To mitigate SARS-CoV-2 transmission, vaccines have been urgently approved. With their limited availability, it is critical to distribute the vaccines reasonably. We simulated the SARS-CoV-2 transmission for 365 days over four intervention periods: free transmission, structural mitigation, personal mitigation, and vaccination. Sensitivity analyses were performed to obtain robust results. We further evaluated two proposed vaccination allocations, including one-dose-high-coverage and two-doses-low-coverage, when the supply was low. 33.35% (infection rate, 2.68 in 10 million people) and 40.54% (2.36) of confirmed cases could be avoided as the nonpharmaceutical interventions (NPIs) adherence rate rose from 50% to 70%. As the vaccination coverage reached 60% and 80%, the total infections could be reduced by 32.72% and 41.19%, compared to the number without vaccination. When the durations of immunity were 90 and 120 days, the infection rates were 2.67 and 2.38. As the asymptomatic infection rate rose from 30% to 50%, the infection rate increased 0.92 (SD, 0.16) times. Conditioned on 70% adherence rate, with the same amount of limited available vaccines, the 20% and 40% vaccination coverage of one-dose-high-coverage, the infection rates were 2.70 and 2.35; corresponding to the two-doses-low-coverage with 10% and 20% vaccination coverage, the infection rates were 3.22 and 2.92. Our results indicated as the duration of immunity prolonged, the second wave of SARS-CoV-2 would be delayed and the scale would be declined. On average, the total infections in two-doses-low-coverage was 1.48 times (SD, 0.24) as high as that in one-dose-high-coverage. It is crucial to encourage people in order to improve vaccination coverage and establish immune barriers. Particularly when the supply is limited, a wiser strategy to prevent SARS-CoV-2 is equally distributing doses to the same number of individuals. Besides vaccination, NPIs are equally critical to the prevention of widespread of SARS-CoV-2.

INTRODUCTION

The outbreak of COVID‐19 caused by severe acute respiratory syndrome coronavirus 2 (SARS‐CoV‐2) has led to an unprecedented public health and economic crisis worldwide since December 2019. To mitigate the spread, a variety of nonpharmaceutical interventions (NPIs) have been implemented, including screening and isolation, travel restriction, remote schooling and work distancing. , , Although these efforts are beneficial to control the spread in a short term, globally, as of March 4, 2022, there have been 440 807 756 confirmed cases of COVID‐19, including 5 978 096 deaths, reported by the World Health Organization (WHO). Additionally, in many countries, relaxation of NPIs has led to a resurgence of the epidemic as herd immunity has not been reached thus far. A long‐term solution, such as vaccines that protect from SARS‐CoV‐2 infection, remains urgently needed.
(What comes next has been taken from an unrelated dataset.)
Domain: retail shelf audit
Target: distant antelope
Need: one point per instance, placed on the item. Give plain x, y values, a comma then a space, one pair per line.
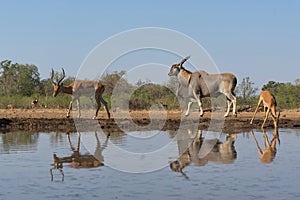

The competition for developing vaccines against SARS‐CoV‐2 started in early 2020 and more than 50 companies began development of the first vaccine. At present, 14 vaccines have been approved for urgent use, including 3 nucleic acid vaccines (Curevac, Moderna, and BioNTech), 3 inactivated virus vaccines (Bharat, Sinovac, and Sinopharm), and 8 viral‐vectored vaccines (Clover Biopharmaceutical, Serum institute, Novavax, Sanofi, AstraZeneca, Janssen, Gamaleya, and CanSino). As of March 5, 2022, a total of 10 704 043 684 vaccine doses have been administered globally. The benefits of an effective vaccine for individuals and their communities have resulted in widespread demand, so it is critical that decision‐making on vaccine distribution is well‐motivated, particularly in the initial phases when vaccine availability is limited. , , ,

As the basis of regulatory approvals, the initial vaccine was released in early 2021, there are two main suggested approaches to vaccine prioritization: (i) directly vaccinate those at highest risk for severe outcomes and (ii) protect them indirectly by vaccinating those who do the most transmitting. , Model‐based investigations of the trade‐offs between these strategies have found that the optimal balance between direct and indirect protection depends on both vaccine efficacy and supply, recommending direct vaccination of older adults for low‐efficacy vaccines and for high‐efficacy but supply‐limited vaccines. Rather than comparing prioritization strategies, others have compared hypothetical vaccines, showing that even those with lower efficacy for direct protection may be more valuable if they also provide better indirect protection by blocking transmission. Prioritization of transmission‐blocking vaccines can also be dynamically updated on the basis of the current state of the epidemic, shifting prioritization to avoid decreasing marginal returns. However, the strategies of prioritizing and optimizing doses complement are highly dependent on different vaccine efficacy (VE) and durability of immunity. An optimal resource allocation will largely reduce the transmission economically.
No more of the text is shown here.